On finding one, I climbed onto the rickety wooden planks, only to be stopped by a fishermen informing me politely that it is a private property.
So a deal was struck : 100 Rs. For being on the boat to click pictures. Not much you can do when the sun is all set to bid adieu. I stood there at the far end of the boat, clicking the sun through the nets, when suddenly I heard a noise. The whirring of a motor and shouts of the fishermen. “Ma’am, be there. Don’t move!”.

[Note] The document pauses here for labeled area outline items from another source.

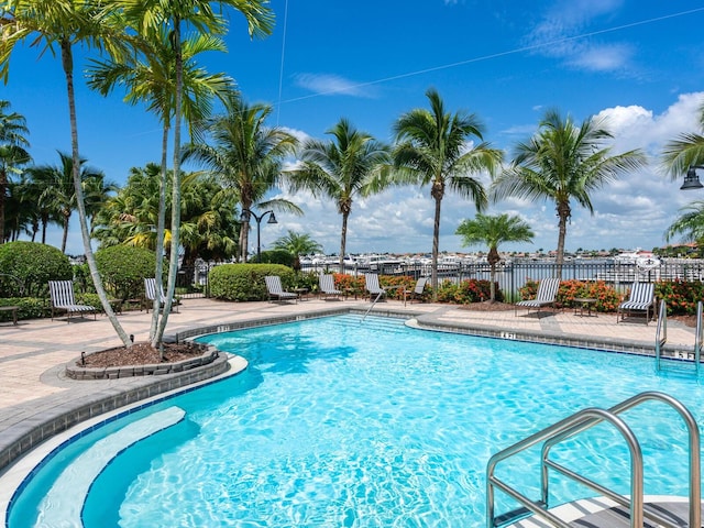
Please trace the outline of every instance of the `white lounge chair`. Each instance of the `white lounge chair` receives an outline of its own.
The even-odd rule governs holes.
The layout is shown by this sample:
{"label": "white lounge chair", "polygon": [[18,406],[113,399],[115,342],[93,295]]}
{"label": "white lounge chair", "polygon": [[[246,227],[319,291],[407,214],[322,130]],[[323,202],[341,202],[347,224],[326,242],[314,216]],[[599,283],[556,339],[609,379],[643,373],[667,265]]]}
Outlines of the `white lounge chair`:
{"label": "white lounge chair", "polygon": [[376,298],[381,299],[386,296],[386,289],[382,288],[378,284],[378,275],[375,273],[364,274],[364,288],[370,294],[370,300]]}
{"label": "white lounge chair", "polygon": [[74,297],[74,283],[70,280],[50,280],[48,293],[52,297],[52,320],[54,320],[55,312],[65,311],[67,315],[66,322],[70,322],[72,314],[92,312],[92,318],[96,318],[96,310],[89,305],[79,305]]}
{"label": "white lounge chair", "polygon": [[416,287],[414,289],[404,289],[404,306],[406,306],[406,300],[422,299],[427,282],[428,277],[420,277],[416,280]]}
{"label": "white lounge chair", "polygon": [[264,277],[266,283],[266,289],[268,292],[270,300],[290,300],[294,299],[298,302],[298,294],[292,292],[284,292],[282,286],[282,277],[278,275],[267,275]]}
{"label": "white lounge chair", "polygon": [[[650,315],[652,310],[652,316]],[[618,305],[616,312],[616,322],[623,321],[626,314],[629,316],[634,311],[646,312],[646,324],[656,315],[656,294],[654,284],[652,283],[634,283],[630,287],[628,299]]]}
{"label": "white lounge chair", "polygon": [[559,278],[543,278],[538,284],[538,292],[536,293],[535,299],[528,300],[519,300],[516,302],[515,314],[518,315],[518,307],[528,308],[528,312],[530,312],[530,308],[541,309],[543,306],[554,305],[554,301],[558,297],[558,288],[560,287]]}
{"label": "white lounge chair", "polygon": [[330,298],[330,297],[340,298],[340,296],[342,295],[342,292],[340,292],[334,287],[334,279],[332,275],[329,275],[327,273],[321,273],[318,276],[318,284],[320,286],[320,294],[324,295],[326,298]]}
{"label": "white lounge chair", "polygon": [[[150,308],[154,306],[154,299],[156,298],[156,278],[145,278],[144,279],[144,298],[146,306],[146,312],[150,312]],[[162,308],[166,304],[166,296],[164,295],[164,286],[160,285],[158,287],[158,302]],[[172,300],[172,308],[174,311],[178,311],[178,299]]]}

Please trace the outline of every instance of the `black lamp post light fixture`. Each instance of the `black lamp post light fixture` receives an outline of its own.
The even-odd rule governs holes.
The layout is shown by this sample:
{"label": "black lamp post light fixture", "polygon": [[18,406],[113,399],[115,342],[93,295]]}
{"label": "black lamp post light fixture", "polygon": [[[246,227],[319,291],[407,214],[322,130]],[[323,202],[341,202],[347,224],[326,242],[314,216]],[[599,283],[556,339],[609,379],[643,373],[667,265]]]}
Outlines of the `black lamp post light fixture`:
{"label": "black lamp post light fixture", "polygon": [[262,220],[264,220],[264,217],[268,215],[270,217],[266,223],[278,223],[278,222],[276,221],[274,211],[264,211],[262,215],[256,216],[254,212],[250,211],[249,209],[242,209],[240,221],[243,223],[246,222],[249,219],[249,215],[253,216],[254,220],[256,220],[256,262],[261,264],[262,263],[262,243],[261,243]]}
{"label": "black lamp post light fixture", "polygon": [[702,185],[702,183],[700,182],[700,177],[696,175],[697,168],[704,168],[704,165],[692,165],[688,169],[686,175],[684,176],[684,182],[682,183],[682,187],[680,187],[680,190],[693,190],[693,189],[701,189],[704,187],[704,185]]}

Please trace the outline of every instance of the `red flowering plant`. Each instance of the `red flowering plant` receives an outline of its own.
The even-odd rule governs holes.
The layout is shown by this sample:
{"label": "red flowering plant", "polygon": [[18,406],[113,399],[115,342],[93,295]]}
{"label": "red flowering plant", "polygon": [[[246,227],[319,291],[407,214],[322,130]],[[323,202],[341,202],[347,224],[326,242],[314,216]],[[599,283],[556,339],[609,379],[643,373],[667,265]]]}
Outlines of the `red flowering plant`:
{"label": "red flowering plant", "polygon": [[696,304],[704,300],[704,283],[660,280],[656,283],[656,298],[667,304],[670,316],[692,316],[696,314]]}
{"label": "red flowering plant", "polygon": [[[496,287],[496,300],[504,300],[504,295]],[[457,305],[469,305],[470,302],[482,302],[491,297],[491,283],[488,280],[480,280],[476,278],[470,278],[462,280],[460,284],[455,284],[451,280],[444,280],[438,287],[438,301],[452,302]]]}

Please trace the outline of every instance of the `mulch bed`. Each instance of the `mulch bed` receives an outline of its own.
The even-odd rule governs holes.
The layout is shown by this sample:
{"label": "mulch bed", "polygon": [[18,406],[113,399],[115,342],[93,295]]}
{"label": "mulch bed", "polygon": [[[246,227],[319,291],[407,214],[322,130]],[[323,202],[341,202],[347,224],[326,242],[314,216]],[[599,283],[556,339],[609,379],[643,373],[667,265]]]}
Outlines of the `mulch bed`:
{"label": "mulch bed", "polygon": [[125,365],[155,365],[158,363],[175,363],[202,355],[201,348],[193,343],[164,343],[164,358],[150,343],[134,343],[129,349],[117,346],[86,355],[86,361],[76,362],[76,366],[108,367]]}

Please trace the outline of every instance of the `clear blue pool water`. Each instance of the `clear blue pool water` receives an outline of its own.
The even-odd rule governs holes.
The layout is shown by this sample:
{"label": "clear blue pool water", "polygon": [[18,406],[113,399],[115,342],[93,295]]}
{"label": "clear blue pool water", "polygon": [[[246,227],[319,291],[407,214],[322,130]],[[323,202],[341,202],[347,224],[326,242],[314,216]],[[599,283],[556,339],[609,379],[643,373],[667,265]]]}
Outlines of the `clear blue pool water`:
{"label": "clear blue pool water", "polygon": [[[58,475],[128,421],[173,406],[185,420],[124,450],[92,482],[86,527],[480,527],[488,458],[579,409],[661,391],[704,416],[696,378],[657,375],[651,359],[399,320],[350,315],[200,341],[244,356],[249,369],[72,442],[18,498],[10,528],[61,526],[51,520],[61,505],[42,503]],[[653,403],[625,418],[642,443],[646,492],[686,495],[678,416]],[[556,455],[628,492],[628,454],[610,429]],[[537,497],[538,459],[528,452],[498,475]],[[554,504],[586,493],[559,479],[551,491]],[[510,507],[503,497],[498,505]]]}

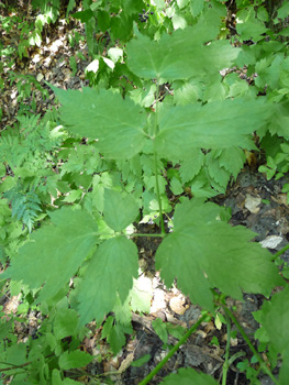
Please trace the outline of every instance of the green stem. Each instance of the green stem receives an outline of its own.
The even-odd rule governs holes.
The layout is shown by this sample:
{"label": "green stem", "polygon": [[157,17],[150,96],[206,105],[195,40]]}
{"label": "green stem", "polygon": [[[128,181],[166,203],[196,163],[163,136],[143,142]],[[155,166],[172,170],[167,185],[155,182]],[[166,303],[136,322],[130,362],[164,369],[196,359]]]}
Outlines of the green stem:
{"label": "green stem", "polygon": [[229,354],[230,354],[230,342],[231,342],[231,319],[227,315],[225,315],[225,318],[226,318],[226,345],[225,345],[225,362],[223,365],[222,385],[226,385],[226,375],[230,367]]}
{"label": "green stem", "polygon": [[138,233],[135,233],[135,234],[130,234],[130,238],[137,238],[137,237],[151,237],[151,238],[164,238],[164,234],[138,234]]}
{"label": "green stem", "polygon": [[162,367],[168,362],[168,360],[176,353],[176,351],[188,340],[191,333],[193,333],[199,326],[208,318],[208,312],[205,312],[188,331],[182,338],[179,340],[179,342],[170,349],[168,354],[165,356],[164,360],[162,360],[156,367],[138,385],[146,385],[149,383],[151,380],[162,370]]}
{"label": "green stem", "polygon": [[289,249],[289,243],[273,255],[271,260],[275,261],[279,255],[284,254]]}
{"label": "green stem", "polygon": [[[155,120],[154,120],[154,138],[156,138],[156,135],[158,133],[158,105],[159,105],[158,95],[159,95],[159,81],[157,79],[157,82],[156,82],[156,108],[155,108]],[[155,151],[155,148],[154,148],[154,163],[155,163],[155,178],[156,178],[156,195],[157,195],[159,217],[160,217],[160,228],[162,228],[162,234],[164,235],[166,233],[166,229],[165,229],[165,222],[164,222],[162,198],[160,198],[160,194],[159,194],[157,152]]]}
{"label": "green stem", "polygon": [[266,362],[262,359],[260,354],[256,351],[256,349],[254,348],[253,343],[249,341],[249,338],[245,333],[245,331],[242,328],[242,326],[238,323],[238,320],[236,319],[236,317],[233,315],[233,312],[226,306],[222,305],[222,308],[224,309],[226,316],[230,317],[231,320],[235,323],[235,326],[238,329],[238,331],[241,332],[243,339],[246,341],[247,345],[249,346],[252,353],[258,360],[258,363],[259,363],[260,369],[263,370],[263,372],[265,372],[271,378],[274,384],[279,385],[279,382],[275,378],[275,376],[273,375],[271,371],[266,365]]}
{"label": "green stem", "polygon": [[158,208],[159,208],[162,235],[164,237],[164,234],[166,233],[166,229],[165,229],[164,215],[163,215],[163,207],[162,207],[162,197],[160,197],[160,194],[159,194],[158,169],[157,169],[157,154],[156,154],[155,151],[154,151],[154,155],[155,155],[156,195],[157,195]]}

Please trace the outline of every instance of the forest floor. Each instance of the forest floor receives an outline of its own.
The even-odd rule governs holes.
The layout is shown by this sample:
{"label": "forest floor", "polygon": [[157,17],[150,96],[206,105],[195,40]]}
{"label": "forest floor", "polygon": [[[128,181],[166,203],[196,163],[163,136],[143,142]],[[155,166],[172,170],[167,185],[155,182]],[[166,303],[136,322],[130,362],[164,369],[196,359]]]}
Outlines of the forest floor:
{"label": "forest floor", "polygon": [[[62,20],[62,19],[60,19]],[[79,89],[88,85],[86,80],[85,68],[89,64],[88,52],[85,42],[76,43],[74,47],[69,44],[68,34],[71,31],[78,31],[84,34],[82,26],[78,22],[65,24],[58,22],[58,26],[49,26],[47,35],[43,36],[40,47],[27,51],[29,57],[19,59],[12,68],[18,77],[11,81],[9,70],[4,68],[3,80],[4,88],[1,95],[1,108],[3,110],[1,130],[12,127],[20,105],[18,96],[25,80],[22,75],[30,75],[37,79],[43,89],[49,94],[48,98],[42,98],[42,91],[35,89],[36,113],[44,114],[54,103],[54,96],[45,81],[64,89]],[[1,30],[1,26],[0,26]],[[1,33],[1,31],[0,31]],[[10,34],[2,35],[5,45],[13,45],[19,40],[19,30],[12,29]],[[77,53],[81,53],[81,58]],[[77,67],[71,69],[70,57],[76,58]],[[33,87],[33,86],[32,86]],[[22,101],[30,106],[31,100]],[[264,175],[258,173],[259,158],[253,154],[251,164],[246,165],[237,179],[233,182],[225,195],[214,197],[214,201],[232,208],[232,226],[245,226],[256,232],[255,242],[260,242],[264,248],[271,252],[281,250],[289,241],[289,206],[287,195],[281,193],[284,180],[268,182]],[[140,224],[138,230],[153,233],[159,229],[155,224]],[[144,274],[140,277],[140,285],[143,289],[152,294],[151,314],[144,317],[133,315],[134,336],[127,339],[126,345],[116,358],[104,359],[109,346],[103,343],[101,355],[103,360],[97,366],[88,367],[91,374],[102,373],[104,378],[110,378],[115,384],[137,384],[141,382],[156,364],[166,355],[168,348],[156,334],[152,327],[152,321],[158,317],[163,321],[175,326],[190,327],[200,316],[200,309],[190,304],[177,288],[167,289],[160,282],[158,273],[154,271],[154,253],[157,249],[157,241],[152,238],[141,238],[137,241],[140,252],[140,264]],[[289,262],[289,251],[284,254],[285,262]],[[234,272],[227,272],[234,274]],[[12,298],[7,298],[4,306],[11,306]],[[236,306],[235,316],[249,336],[258,328],[252,312],[260,308],[263,297],[244,294],[244,302],[234,301]],[[233,305],[233,304],[232,304]],[[213,322],[204,323],[199,332],[191,337],[187,344],[169,360],[163,370],[155,376],[151,384],[159,384],[165,375],[179,367],[194,367],[204,373],[213,375],[220,380],[222,365],[224,363],[223,354],[226,342],[226,331],[224,324],[218,326]],[[91,354],[98,354],[97,341],[98,330],[95,330],[93,337],[82,341],[84,349]],[[212,341],[219,341],[212,343]],[[177,340],[169,337],[168,344],[175,344]],[[242,359],[251,360],[252,354],[247,350],[240,334],[232,340],[231,354],[243,352]],[[133,367],[131,363],[141,356],[149,354],[151,359],[141,367]],[[237,361],[236,361],[237,362]],[[241,373],[234,362],[229,372],[227,384],[246,385],[249,382],[244,373]],[[78,378],[81,381],[81,378]],[[86,383],[86,378],[82,378]],[[269,385],[268,377],[262,378],[262,385]]]}

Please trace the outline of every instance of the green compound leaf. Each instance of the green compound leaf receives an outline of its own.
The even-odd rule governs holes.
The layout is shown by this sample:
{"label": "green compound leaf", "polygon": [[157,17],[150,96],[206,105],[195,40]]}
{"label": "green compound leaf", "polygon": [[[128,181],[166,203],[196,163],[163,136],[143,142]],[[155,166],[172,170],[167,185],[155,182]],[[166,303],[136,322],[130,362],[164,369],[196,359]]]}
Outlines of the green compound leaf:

Before I can understand what is happening, I see them rushing ahead of me as the net is raised far up with an enormous catch.
I stand there disturbed. Being a vegetarian, the sight isn’t quite adorable. But the smile on his face is unforgettable. He rushes to me excitedly and gushes, “ You are so lucky ma’am, such a good catch!”
I smile feebly. Yeah lucky for you, unlucky for the fish. I sigh. Kala chuckles, “If she’s lucky, why not waiver the 100 Rs. Fee?”
The sun is gone. The sea is silent. As we make our way to Hotel Abad Atrium, I promise to come back again. My Kochi Diaries are far from complete. But for now, there are these stunning takeaways from the streets of this vibrant city.
P.S: Did I tell you how hard Mr. Jenev laughed when I told him I searched for a fort in Fort Kochi?
Disclaimer: My trip to Kochi was made possible by Kerala Tourism. The views are my own, as always!